You can either choose to be good or choose to be bad. Everything is in your hands. The bad makes you the bad girl that everybody is talking about.
The good makes you the stupid girl, the dumb girl that is praising the Lord and saying hallelujah every time she achieves something. I am speaking from the mind of a person that has lived both the bad and good life.
I would tell young Judith Heard to become a good girl because she would enjoy this life more than the life of flashing lights, and cameras.
With the new spiritual phase, what else is on your wish list?
I feel like my calling on this earth is to help young girls and women.
We go through a lot especially when we do not have financial independence. Imagine a young mother raising three to four children without a stable income, the challenges would be too many to handle.

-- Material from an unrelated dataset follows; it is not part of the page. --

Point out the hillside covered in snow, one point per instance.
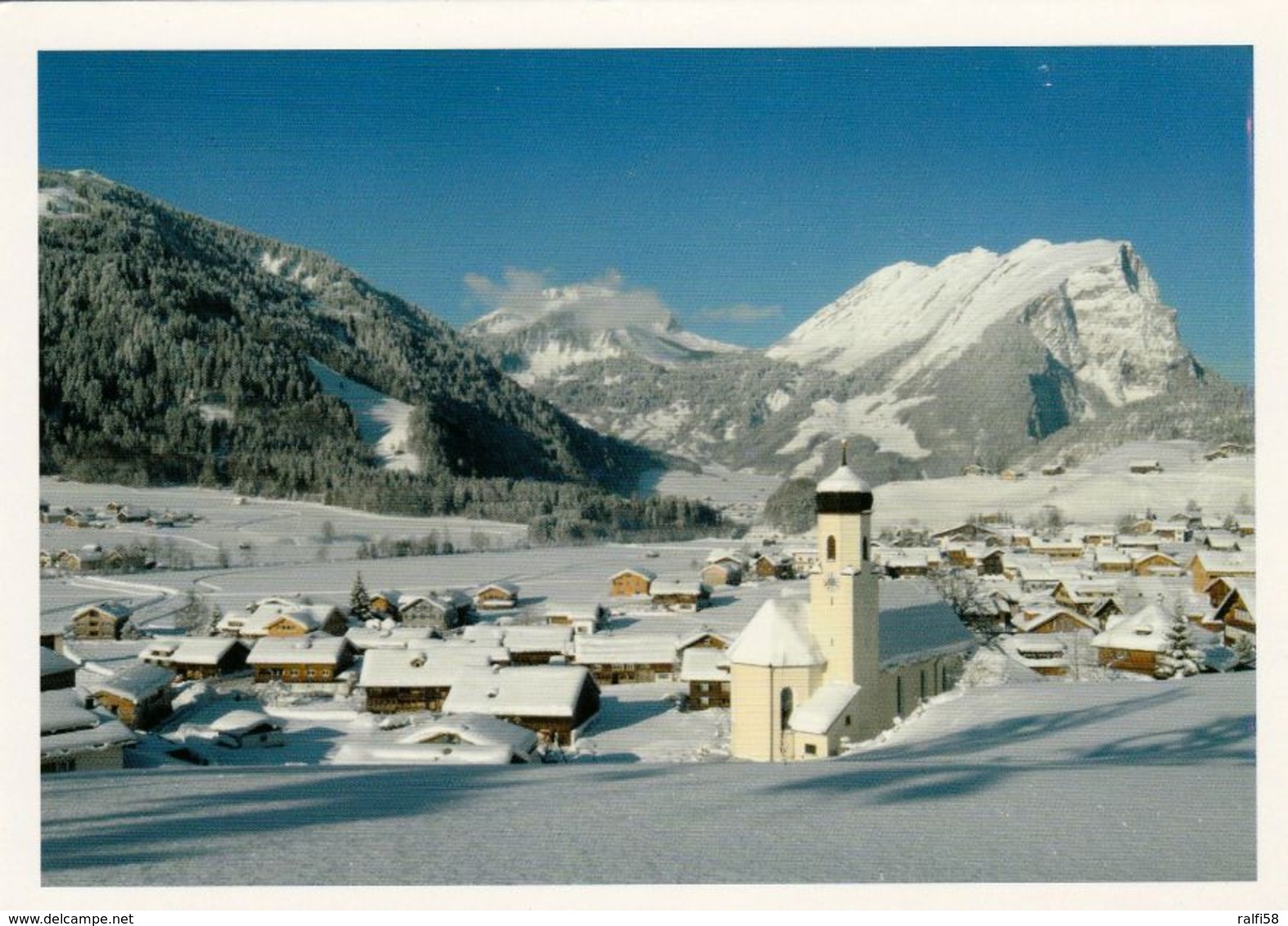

She would also be vulnerable to all sorts of abuse and temptations.
These are the people I would want to help. I would love to help change the lives of young mothers. I have lived a good life, but I was also raised on the streets.
I thank God who raised me from the streets and the ghetto and enabled me to live a good life.
Tell us about that phase of living in the ghetto
I was a young girl when my uncle raped me. I decided to run away from home. I did not know where to go so I ended up joining a group in the ghetto. Before joining that group I spent nights in random parked vehicles. When I was accepted into the community I became a dancer and started singing karaoke. At that time I loved that life and I am glad I went through it because it equipped me with important life skills. I am today. I am stronger and wiser for it.
Which ghetto was this?
It was in Nyamirambo, Rwanda.
What is the worst that has ever happened to you during that phase in life?
By far the worst that has ever happened to me was being raped. I got raped during that time by two others and honestly, I thank God that I am HIV negative. I have tested myself. This is the first thing I will talk about.
Do we expect Judith Heard to stop popping bottles?
On July 20, I celebrated six months of sobriety.
Are you dating?
Honestly, if I said that I even wanted it I would be lying because I do not even have time for anything like that. I only have time for what my projects.
We are creating environment clubs in different schools in Uganda.
This environment is for our children. So, the best way to know that your children are covered is if the environment is protected and safe. As Miss Environment Africa, I am educating myself about many things especially how to mentor young people effectively.